Noch heute, ein paar Tage später, zaubert mir die ein oder andere absurde Szene noch ein amüsiertes Lächeln ins Gesicht. Die Rahmenhandlung (das Mädchen, das den Comic liest) lockert die zwanzig Episoden immer wieder auf und bringt den Zuschauer auch einige Male zum Lachen. Aber getragen wird der Film von der unendlichen Fülle an skurrilen und verrückten Ideen, die man in ihrer Vielseitigkeit fast nicht erfassen kann. Gespannt wartet man darauf, mit welchen Einfällen der nächste Superheld im Alphabet präsentiert wird und vergisst darüber tatsächlich die Zeit. Ich habe selten einen so kurzweiligen Episodenfilm gesehen, der mit einem wahren Feuerwerk an Inspirationen und Gags aufwarten kann.

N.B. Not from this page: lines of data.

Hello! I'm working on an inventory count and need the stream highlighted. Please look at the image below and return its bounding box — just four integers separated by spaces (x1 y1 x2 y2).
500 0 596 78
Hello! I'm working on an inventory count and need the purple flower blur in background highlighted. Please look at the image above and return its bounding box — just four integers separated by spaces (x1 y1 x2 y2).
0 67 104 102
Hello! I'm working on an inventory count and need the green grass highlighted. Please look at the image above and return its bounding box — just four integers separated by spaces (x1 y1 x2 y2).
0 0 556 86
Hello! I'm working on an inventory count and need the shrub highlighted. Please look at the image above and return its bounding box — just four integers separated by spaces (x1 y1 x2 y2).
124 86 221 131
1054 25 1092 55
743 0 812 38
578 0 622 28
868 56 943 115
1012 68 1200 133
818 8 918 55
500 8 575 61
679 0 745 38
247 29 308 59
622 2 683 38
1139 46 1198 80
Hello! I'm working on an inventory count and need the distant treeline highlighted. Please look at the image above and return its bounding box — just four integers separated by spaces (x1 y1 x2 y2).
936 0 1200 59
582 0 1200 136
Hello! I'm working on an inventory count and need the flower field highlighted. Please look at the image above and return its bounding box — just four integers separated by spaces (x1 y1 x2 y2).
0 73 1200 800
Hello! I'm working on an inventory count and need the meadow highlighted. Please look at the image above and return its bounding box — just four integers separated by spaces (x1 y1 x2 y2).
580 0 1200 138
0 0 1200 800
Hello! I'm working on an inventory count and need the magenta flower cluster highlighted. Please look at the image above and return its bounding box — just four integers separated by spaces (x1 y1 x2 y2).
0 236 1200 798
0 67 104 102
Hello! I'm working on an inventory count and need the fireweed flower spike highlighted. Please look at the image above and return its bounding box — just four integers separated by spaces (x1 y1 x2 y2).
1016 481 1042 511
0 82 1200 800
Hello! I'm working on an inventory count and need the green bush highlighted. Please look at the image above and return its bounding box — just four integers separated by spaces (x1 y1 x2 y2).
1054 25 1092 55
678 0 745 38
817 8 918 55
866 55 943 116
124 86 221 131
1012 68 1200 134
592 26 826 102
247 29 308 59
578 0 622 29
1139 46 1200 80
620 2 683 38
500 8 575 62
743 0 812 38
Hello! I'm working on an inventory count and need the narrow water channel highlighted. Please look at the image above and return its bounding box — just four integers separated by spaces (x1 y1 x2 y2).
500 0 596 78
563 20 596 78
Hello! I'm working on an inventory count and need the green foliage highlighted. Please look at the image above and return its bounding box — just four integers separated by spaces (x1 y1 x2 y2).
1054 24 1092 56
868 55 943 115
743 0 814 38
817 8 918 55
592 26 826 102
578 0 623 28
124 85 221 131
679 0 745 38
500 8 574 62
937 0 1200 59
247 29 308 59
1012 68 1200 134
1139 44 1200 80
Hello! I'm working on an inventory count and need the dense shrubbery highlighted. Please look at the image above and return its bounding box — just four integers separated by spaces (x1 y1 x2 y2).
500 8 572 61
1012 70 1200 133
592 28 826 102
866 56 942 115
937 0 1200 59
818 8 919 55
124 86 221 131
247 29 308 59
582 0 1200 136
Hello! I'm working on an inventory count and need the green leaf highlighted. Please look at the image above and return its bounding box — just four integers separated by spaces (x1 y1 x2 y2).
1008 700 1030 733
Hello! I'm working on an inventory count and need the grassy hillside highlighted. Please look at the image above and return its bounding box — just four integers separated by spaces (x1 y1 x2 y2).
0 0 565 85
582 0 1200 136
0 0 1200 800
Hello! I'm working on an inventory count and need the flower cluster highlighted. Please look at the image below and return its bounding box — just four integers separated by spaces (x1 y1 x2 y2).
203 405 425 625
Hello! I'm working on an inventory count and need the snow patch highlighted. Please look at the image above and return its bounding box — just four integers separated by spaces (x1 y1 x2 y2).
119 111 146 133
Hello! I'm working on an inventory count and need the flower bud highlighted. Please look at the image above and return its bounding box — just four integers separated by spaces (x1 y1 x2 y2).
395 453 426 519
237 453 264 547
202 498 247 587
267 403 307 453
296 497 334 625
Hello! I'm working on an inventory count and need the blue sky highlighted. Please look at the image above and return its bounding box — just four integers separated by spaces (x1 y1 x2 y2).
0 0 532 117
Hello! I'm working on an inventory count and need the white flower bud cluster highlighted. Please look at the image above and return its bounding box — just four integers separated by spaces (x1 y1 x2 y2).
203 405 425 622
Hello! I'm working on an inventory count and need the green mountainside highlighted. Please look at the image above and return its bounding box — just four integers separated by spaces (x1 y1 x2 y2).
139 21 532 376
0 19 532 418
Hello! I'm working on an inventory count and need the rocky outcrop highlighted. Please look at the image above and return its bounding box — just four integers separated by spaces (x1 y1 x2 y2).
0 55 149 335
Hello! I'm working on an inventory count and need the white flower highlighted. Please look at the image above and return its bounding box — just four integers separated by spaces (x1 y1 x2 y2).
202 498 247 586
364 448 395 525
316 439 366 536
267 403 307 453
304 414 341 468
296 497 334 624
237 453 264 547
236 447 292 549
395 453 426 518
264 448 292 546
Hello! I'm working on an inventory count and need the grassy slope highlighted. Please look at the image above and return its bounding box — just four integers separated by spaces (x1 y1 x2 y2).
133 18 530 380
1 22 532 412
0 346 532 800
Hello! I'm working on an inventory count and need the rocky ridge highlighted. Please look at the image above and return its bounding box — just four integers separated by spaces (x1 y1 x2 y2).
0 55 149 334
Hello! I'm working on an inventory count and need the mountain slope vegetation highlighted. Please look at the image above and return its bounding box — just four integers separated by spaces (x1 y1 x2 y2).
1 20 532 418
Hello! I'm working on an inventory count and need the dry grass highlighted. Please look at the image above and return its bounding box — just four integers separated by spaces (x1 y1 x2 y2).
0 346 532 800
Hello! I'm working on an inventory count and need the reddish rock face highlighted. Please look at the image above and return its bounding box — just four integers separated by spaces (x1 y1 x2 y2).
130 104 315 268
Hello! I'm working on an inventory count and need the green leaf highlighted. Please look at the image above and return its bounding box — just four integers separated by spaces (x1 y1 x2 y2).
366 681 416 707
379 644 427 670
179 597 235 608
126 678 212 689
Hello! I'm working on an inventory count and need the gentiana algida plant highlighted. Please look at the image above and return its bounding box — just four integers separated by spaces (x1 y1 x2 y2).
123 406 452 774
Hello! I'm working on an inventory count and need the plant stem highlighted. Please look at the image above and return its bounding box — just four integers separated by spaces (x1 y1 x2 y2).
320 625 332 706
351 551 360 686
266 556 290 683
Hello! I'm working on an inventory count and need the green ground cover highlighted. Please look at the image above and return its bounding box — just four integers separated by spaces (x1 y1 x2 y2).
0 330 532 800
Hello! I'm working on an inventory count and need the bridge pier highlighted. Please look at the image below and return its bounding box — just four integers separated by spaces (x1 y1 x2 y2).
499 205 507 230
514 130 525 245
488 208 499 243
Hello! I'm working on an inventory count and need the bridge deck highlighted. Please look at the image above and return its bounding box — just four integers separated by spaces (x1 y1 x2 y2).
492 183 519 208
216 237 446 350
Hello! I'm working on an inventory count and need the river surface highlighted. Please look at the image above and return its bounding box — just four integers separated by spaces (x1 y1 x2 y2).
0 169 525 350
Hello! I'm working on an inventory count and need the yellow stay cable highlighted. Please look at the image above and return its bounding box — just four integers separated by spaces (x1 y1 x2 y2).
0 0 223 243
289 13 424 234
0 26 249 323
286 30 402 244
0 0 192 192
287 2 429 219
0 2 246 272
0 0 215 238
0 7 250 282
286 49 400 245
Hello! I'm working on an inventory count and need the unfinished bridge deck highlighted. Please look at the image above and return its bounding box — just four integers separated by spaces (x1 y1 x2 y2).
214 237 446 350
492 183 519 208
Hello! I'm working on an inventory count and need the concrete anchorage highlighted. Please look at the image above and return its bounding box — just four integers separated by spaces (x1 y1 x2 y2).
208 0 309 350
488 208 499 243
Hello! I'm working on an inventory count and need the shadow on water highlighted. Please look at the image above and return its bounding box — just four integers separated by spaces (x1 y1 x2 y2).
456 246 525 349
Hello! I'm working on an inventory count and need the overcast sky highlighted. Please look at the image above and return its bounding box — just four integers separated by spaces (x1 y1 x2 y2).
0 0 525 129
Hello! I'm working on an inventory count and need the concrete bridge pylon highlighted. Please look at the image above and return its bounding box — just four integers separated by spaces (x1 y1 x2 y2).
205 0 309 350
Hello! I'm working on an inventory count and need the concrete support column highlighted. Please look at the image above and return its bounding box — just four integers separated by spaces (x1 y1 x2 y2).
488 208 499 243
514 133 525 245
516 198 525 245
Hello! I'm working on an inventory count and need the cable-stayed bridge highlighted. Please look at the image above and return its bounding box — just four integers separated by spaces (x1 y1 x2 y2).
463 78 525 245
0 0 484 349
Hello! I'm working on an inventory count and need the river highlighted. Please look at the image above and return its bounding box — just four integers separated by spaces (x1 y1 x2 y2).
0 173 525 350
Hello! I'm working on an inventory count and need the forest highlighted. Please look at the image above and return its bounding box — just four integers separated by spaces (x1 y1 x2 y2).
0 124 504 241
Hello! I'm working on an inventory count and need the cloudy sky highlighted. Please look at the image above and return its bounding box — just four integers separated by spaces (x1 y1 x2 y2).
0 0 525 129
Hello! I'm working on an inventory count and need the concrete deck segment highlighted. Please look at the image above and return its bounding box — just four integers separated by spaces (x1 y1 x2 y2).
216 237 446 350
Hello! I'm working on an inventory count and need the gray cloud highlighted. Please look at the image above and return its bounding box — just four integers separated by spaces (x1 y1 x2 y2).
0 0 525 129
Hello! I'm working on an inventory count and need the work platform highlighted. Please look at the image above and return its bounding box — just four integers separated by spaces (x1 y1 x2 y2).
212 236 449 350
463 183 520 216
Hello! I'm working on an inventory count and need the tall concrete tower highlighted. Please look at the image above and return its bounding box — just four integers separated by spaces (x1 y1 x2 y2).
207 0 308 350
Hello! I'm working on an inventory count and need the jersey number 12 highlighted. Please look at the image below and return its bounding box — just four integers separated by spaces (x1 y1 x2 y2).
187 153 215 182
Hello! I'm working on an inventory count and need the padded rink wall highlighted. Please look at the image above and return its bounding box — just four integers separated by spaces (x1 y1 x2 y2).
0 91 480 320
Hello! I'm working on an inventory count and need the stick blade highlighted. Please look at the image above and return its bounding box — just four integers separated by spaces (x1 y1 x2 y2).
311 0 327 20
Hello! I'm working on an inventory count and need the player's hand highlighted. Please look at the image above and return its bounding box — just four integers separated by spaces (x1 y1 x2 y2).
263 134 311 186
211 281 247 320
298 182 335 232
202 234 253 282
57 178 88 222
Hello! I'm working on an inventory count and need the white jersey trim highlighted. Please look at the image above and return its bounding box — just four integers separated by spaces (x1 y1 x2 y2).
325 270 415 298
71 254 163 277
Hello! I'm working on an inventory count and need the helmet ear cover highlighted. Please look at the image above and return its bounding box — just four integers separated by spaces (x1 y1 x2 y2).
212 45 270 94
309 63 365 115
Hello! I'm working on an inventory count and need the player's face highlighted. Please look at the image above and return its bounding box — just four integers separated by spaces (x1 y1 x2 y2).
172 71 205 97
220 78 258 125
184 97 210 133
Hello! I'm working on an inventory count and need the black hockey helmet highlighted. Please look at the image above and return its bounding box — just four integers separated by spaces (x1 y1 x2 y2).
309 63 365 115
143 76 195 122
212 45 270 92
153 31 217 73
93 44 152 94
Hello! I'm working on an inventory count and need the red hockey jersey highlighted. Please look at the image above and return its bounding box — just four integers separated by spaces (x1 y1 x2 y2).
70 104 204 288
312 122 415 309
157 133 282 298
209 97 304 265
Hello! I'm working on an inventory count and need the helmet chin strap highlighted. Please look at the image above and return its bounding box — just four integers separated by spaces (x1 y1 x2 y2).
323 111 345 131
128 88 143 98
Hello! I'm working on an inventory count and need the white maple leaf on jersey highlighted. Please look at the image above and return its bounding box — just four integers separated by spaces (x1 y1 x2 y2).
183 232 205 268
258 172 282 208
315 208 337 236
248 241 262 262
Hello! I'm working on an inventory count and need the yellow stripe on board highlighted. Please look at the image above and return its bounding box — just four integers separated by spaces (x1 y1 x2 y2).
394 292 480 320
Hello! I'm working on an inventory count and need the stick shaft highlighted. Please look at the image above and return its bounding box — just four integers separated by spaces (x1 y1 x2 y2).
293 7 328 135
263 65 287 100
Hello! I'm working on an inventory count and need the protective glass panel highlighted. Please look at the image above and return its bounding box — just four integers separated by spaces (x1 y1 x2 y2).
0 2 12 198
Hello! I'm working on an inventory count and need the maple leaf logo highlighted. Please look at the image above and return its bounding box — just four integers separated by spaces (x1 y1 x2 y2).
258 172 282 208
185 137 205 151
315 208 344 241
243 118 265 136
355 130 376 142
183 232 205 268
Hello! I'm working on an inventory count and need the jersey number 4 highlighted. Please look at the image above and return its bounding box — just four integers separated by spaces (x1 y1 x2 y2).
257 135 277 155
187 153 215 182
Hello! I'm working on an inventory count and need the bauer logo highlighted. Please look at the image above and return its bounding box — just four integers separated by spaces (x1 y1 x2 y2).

Die Gastauftritte von Uwe Boll, Jörg Buttgereit, Lloyd Kaufmann und Bai Ling tun ihr übriges dazu, um „ABCs Of Superheroes“ unterhaltsam zu machen. Die Darsteller sind allesamt witzig und souverän (und oftmals in ihrer naiven Amateurhaftigkeit liebenswert doof), wobei mir Jerry Kwarteng in der Rolle als Jesus dann doch ziemlich positiv aufgefallen ist.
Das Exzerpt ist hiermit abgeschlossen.